Dec. 5: Brown Bag "The Economic Returns to Delayed Aging: Promises and Pitfalls” by Dana Goldman

Please join us on Tuesday, December 5, at 1 p.m. for this Brown Bag seminar.  Dana Goldman, PhD, Founding Director, Distinguished Professor, and Leonard D. Schaeffer Director’s Chair, Schaeffer Center for Health Policy & Economics, University of Southern California, will present "The Economic Returns to Delayed Aging: Promise and Pitfalls.”

To attend, please RSVP to: columbiaagingcenter@cumc.columbia.edu. The event takes place at the HPM Conference Room, Allan Rosenfield Building Room 440, 722 W. 168th Street.

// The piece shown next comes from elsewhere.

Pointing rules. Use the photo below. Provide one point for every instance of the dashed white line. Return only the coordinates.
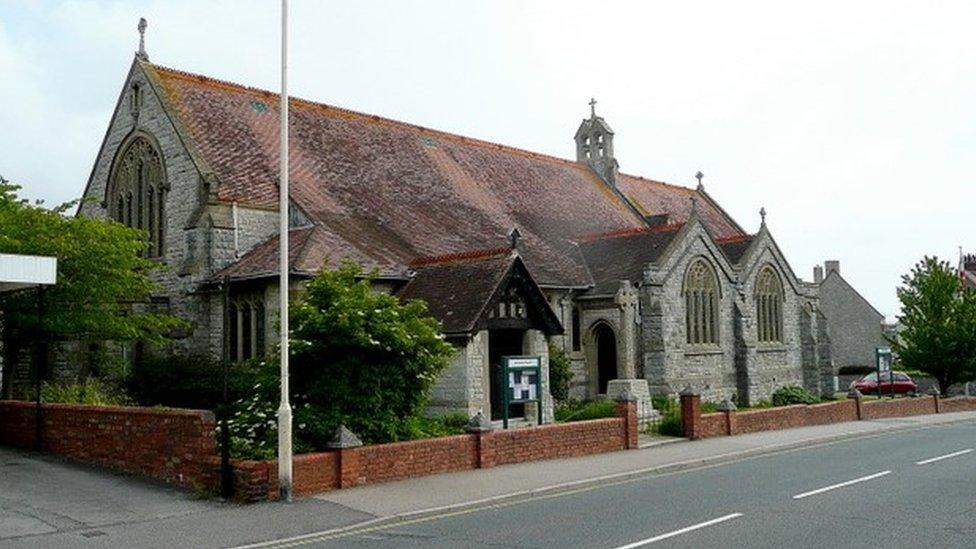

Abstract: Most medical research remains focused on combating individual diseases, despite robust evidence that delayed aging remains a realistic goal. Using the Future Elderly Model—a microsimulation of future health and spending of older Americans—we compared optimistic “disease specific” scenarios with a “delayed aging” scenario to see their effects on longevity, disability, and Federal spending.  We find that delayed aging is a particularly good investment, as it could increase life expectancy by an additional 2.2 years, most of which would be spent in good health.  The value to society is $7 trillion over fifty years.  Disease-specific investments have more modest returns, mainly due to competing risks.  The fiscal challenges of delayed aging are manageable through modest policy changes. Overall, more research to delay aging appears to be a highly efficient way to forestall disease, extend healthy life, and improve public health—albeit with the potential to exacerbate existing health disparities.